With airborne transmission now widely acknowledged as the primary source of COVID-19 transmission, the building services industry has a vital role to play in supporting a safe workplace and the right indoor settings.
In fact, poorly ventilated buildings have been identified as a key risk factor to outbreaks in hotel quarantine, aged care, schools, hospitals, and numerous workplaces and public venues.
To address both the technical and human challenges surrounding the current pandemic, a two day summit will be held at the Grand Hyatt, Melbourne from 24-25 February, 2022.
The Building Ventilation Summit brings together experts from across the sector and beyond to discuss the latest approaches being adopted by industry and the likely medium-and long-term reform implications.
Sessions will cover indoor air quality and ventilation and establish realistic expectations about what can be achieved depending on the building type, design, usage, services and age.
Announcing details of the summit the Air Conditioning Mechanical Contractors Association (AMCA) said many practitioners involved in the delivery of safe indoor environments remain unclear about their roles and responsibilities.

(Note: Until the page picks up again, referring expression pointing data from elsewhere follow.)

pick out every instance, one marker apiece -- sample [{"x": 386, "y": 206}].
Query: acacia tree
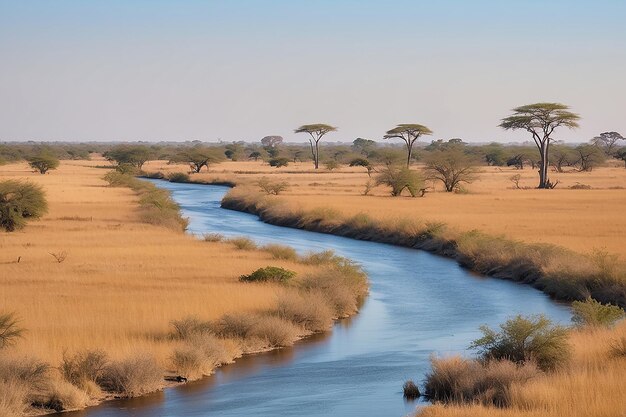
[
  {"x": 608, "y": 142},
  {"x": 409, "y": 133},
  {"x": 198, "y": 157},
  {"x": 43, "y": 163},
  {"x": 316, "y": 131},
  {"x": 452, "y": 167},
  {"x": 540, "y": 120}
]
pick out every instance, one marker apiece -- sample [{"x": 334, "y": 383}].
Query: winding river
[{"x": 419, "y": 303}]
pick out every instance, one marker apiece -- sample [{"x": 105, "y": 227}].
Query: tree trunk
[
  {"x": 543, "y": 168},
  {"x": 408, "y": 158},
  {"x": 317, "y": 155}
]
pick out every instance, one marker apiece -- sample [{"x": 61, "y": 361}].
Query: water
[{"x": 419, "y": 303}]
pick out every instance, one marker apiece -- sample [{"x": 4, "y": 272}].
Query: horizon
[{"x": 238, "y": 71}]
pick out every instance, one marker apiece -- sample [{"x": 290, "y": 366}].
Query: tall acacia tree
[
  {"x": 409, "y": 133},
  {"x": 316, "y": 131},
  {"x": 540, "y": 120}
]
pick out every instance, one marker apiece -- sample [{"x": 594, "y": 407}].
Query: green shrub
[
  {"x": 20, "y": 201},
  {"x": 243, "y": 243},
  {"x": 281, "y": 252},
  {"x": 522, "y": 339},
  {"x": 178, "y": 177},
  {"x": 458, "y": 380},
  {"x": 269, "y": 274},
  {"x": 593, "y": 313}
]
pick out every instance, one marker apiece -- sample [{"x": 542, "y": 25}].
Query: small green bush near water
[
  {"x": 269, "y": 274},
  {"x": 522, "y": 339},
  {"x": 178, "y": 177},
  {"x": 593, "y": 313}
]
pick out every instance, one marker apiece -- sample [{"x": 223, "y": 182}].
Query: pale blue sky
[{"x": 240, "y": 70}]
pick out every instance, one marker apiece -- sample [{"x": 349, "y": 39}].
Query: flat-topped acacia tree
[
  {"x": 316, "y": 131},
  {"x": 409, "y": 133},
  {"x": 541, "y": 119}
]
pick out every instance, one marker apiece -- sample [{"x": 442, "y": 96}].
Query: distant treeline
[{"x": 361, "y": 152}]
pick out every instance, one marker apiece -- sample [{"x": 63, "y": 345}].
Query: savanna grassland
[
  {"x": 94, "y": 280},
  {"x": 577, "y": 219}
]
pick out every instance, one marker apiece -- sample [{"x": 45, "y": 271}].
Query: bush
[
  {"x": 199, "y": 356},
  {"x": 132, "y": 377},
  {"x": 20, "y": 201},
  {"x": 410, "y": 390},
  {"x": 213, "y": 237},
  {"x": 281, "y": 252},
  {"x": 279, "y": 162},
  {"x": 84, "y": 369},
  {"x": 190, "y": 326},
  {"x": 243, "y": 243},
  {"x": 400, "y": 179},
  {"x": 523, "y": 339},
  {"x": 178, "y": 177},
  {"x": 269, "y": 274},
  {"x": 43, "y": 163},
  {"x": 459, "y": 380},
  {"x": 308, "y": 310},
  {"x": 593, "y": 313},
  {"x": 9, "y": 329},
  {"x": 269, "y": 187}
]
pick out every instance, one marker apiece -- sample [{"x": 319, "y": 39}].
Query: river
[{"x": 419, "y": 304}]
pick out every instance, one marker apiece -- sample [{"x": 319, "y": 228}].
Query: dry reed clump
[
  {"x": 310, "y": 310},
  {"x": 200, "y": 354},
  {"x": 555, "y": 270},
  {"x": 134, "y": 376},
  {"x": 460, "y": 380},
  {"x": 85, "y": 370},
  {"x": 281, "y": 252},
  {"x": 242, "y": 243},
  {"x": 213, "y": 237},
  {"x": 157, "y": 206}
]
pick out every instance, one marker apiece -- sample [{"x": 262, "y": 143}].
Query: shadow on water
[{"x": 419, "y": 304}]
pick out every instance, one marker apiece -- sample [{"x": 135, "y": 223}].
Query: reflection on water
[{"x": 418, "y": 304}]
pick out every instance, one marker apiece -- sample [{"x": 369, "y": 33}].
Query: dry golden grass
[
  {"x": 576, "y": 219},
  {"x": 123, "y": 281},
  {"x": 594, "y": 385}
]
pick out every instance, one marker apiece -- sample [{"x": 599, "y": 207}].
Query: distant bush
[
  {"x": 281, "y": 252},
  {"x": 269, "y": 274},
  {"x": 279, "y": 162},
  {"x": 213, "y": 237},
  {"x": 400, "y": 179},
  {"x": 20, "y": 201},
  {"x": 133, "y": 376},
  {"x": 269, "y": 187},
  {"x": 593, "y": 313},
  {"x": 9, "y": 329},
  {"x": 84, "y": 369},
  {"x": 157, "y": 206},
  {"x": 410, "y": 390},
  {"x": 308, "y": 310},
  {"x": 459, "y": 380},
  {"x": 178, "y": 177},
  {"x": 243, "y": 243},
  {"x": 43, "y": 163},
  {"x": 523, "y": 339},
  {"x": 190, "y": 326}
]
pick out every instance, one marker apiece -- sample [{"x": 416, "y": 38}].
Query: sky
[{"x": 239, "y": 70}]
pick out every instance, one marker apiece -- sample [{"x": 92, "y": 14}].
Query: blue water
[{"x": 419, "y": 304}]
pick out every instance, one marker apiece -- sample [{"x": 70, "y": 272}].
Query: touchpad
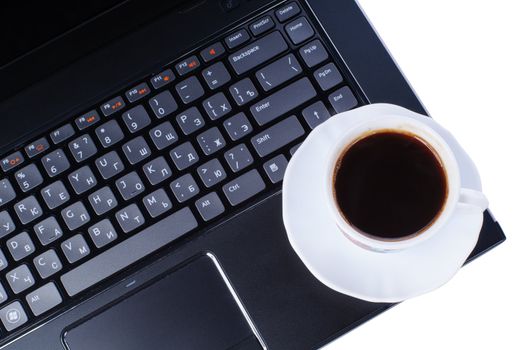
[{"x": 189, "y": 308}]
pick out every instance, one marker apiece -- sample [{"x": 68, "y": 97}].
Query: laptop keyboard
[{"x": 165, "y": 157}]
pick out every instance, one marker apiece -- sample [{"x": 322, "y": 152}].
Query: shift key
[{"x": 277, "y": 136}]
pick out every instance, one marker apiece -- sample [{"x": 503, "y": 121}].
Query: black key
[
  {"x": 109, "y": 133},
  {"x": 138, "y": 92},
  {"x": 37, "y": 147},
  {"x": 314, "y": 53},
  {"x": 187, "y": 65},
  {"x": 258, "y": 52},
  {"x": 343, "y": 100},
  {"x": 288, "y": 11},
  {"x": 112, "y": 106},
  {"x": 328, "y": 76},
  {"x": 61, "y": 134},
  {"x": 237, "y": 38},
  {"x": 238, "y": 126},
  {"x": 299, "y": 30},
  {"x": 163, "y": 104},
  {"x": 244, "y": 187},
  {"x": 189, "y": 90},
  {"x": 243, "y": 92},
  {"x": 277, "y": 136},
  {"x": 262, "y": 25},
  {"x": 129, "y": 251},
  {"x": 136, "y": 119},
  {"x": 283, "y": 101},
  {"x": 278, "y": 72},
  {"x": 162, "y": 79},
  {"x": 212, "y": 52}
]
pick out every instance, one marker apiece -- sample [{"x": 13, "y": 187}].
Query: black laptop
[{"x": 143, "y": 145}]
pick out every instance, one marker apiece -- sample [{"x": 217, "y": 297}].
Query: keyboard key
[
  {"x": 277, "y": 136},
  {"x": 129, "y": 251},
  {"x": 258, "y": 52},
  {"x": 244, "y": 187},
  {"x": 211, "y": 173},
  {"x": 187, "y": 65},
  {"x": 55, "y": 194},
  {"x": 62, "y": 134},
  {"x": 278, "y": 72},
  {"x": 112, "y": 106},
  {"x": 157, "y": 170},
  {"x": 102, "y": 233},
  {"x": 238, "y": 126},
  {"x": 48, "y": 230},
  {"x": 262, "y": 25},
  {"x": 47, "y": 264},
  {"x": 243, "y": 92},
  {"x": 130, "y": 185},
  {"x": 157, "y": 203},
  {"x": 288, "y": 11},
  {"x": 283, "y": 101},
  {"x": 138, "y": 92},
  {"x": 28, "y": 210},
  {"x": 136, "y": 150},
  {"x": 184, "y": 156},
  {"x": 75, "y": 215},
  {"x": 109, "y": 133},
  {"x": 37, "y": 147},
  {"x": 20, "y": 246},
  {"x": 6, "y": 224},
  {"x": 212, "y": 52},
  {"x": 184, "y": 188},
  {"x": 299, "y": 30},
  {"x": 314, "y": 53},
  {"x": 211, "y": 141},
  {"x": 163, "y": 135},
  {"x": 109, "y": 165},
  {"x": 237, "y": 38},
  {"x": 87, "y": 119},
  {"x": 275, "y": 168},
  {"x": 7, "y": 192},
  {"x": 210, "y": 206},
  {"x": 75, "y": 248},
  {"x": 217, "y": 106},
  {"x": 130, "y": 218},
  {"x": 28, "y": 177},
  {"x": 82, "y": 148},
  {"x": 163, "y": 104},
  {"x": 102, "y": 200},
  {"x": 238, "y": 158},
  {"x": 82, "y": 180},
  {"x": 162, "y": 79},
  {"x": 43, "y": 299},
  {"x": 189, "y": 90},
  {"x": 20, "y": 279},
  {"x": 328, "y": 76},
  {"x": 190, "y": 121},
  {"x": 11, "y": 161},
  {"x": 343, "y": 100},
  {"x": 136, "y": 119},
  {"x": 316, "y": 114},
  {"x": 13, "y": 316}
]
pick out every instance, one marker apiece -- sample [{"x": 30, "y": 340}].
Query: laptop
[{"x": 143, "y": 146}]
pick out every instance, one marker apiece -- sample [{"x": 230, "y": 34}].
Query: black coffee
[{"x": 390, "y": 185}]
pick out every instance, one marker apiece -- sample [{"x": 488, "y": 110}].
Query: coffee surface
[{"x": 390, "y": 185}]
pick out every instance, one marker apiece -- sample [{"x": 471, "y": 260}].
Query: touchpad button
[{"x": 190, "y": 308}]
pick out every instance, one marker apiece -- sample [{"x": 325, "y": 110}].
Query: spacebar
[{"x": 128, "y": 251}]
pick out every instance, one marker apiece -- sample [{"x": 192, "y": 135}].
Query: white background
[{"x": 467, "y": 61}]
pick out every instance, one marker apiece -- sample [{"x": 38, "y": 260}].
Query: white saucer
[{"x": 347, "y": 268}]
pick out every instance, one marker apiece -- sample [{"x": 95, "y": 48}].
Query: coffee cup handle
[{"x": 473, "y": 198}]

“With speakers drawn from across the building industry, as well as some of Australia’s leading researchers, health experts, and reform advocates, the Building Ventilation Summit will provide attendees with unrivalled insight into the latest measures being taken by industry, government, regulators, and standards bodies, while adding much needed weight to the long-overdue public discourse around the importance of indoor air quality for health outcomes,” AMCA said.
Speakers include Melbourne City Council architect, Rob Adams and former premier and chair of the Cladding Taskforce, Ted Baillieu.
HVAC systems and technical standards will be covered by engineering consultant, Brett Fairweather while Arina principal, Geoff Hammer, will talk about ventilation systems and architectural design.
More speakers will be announced in coming weeks.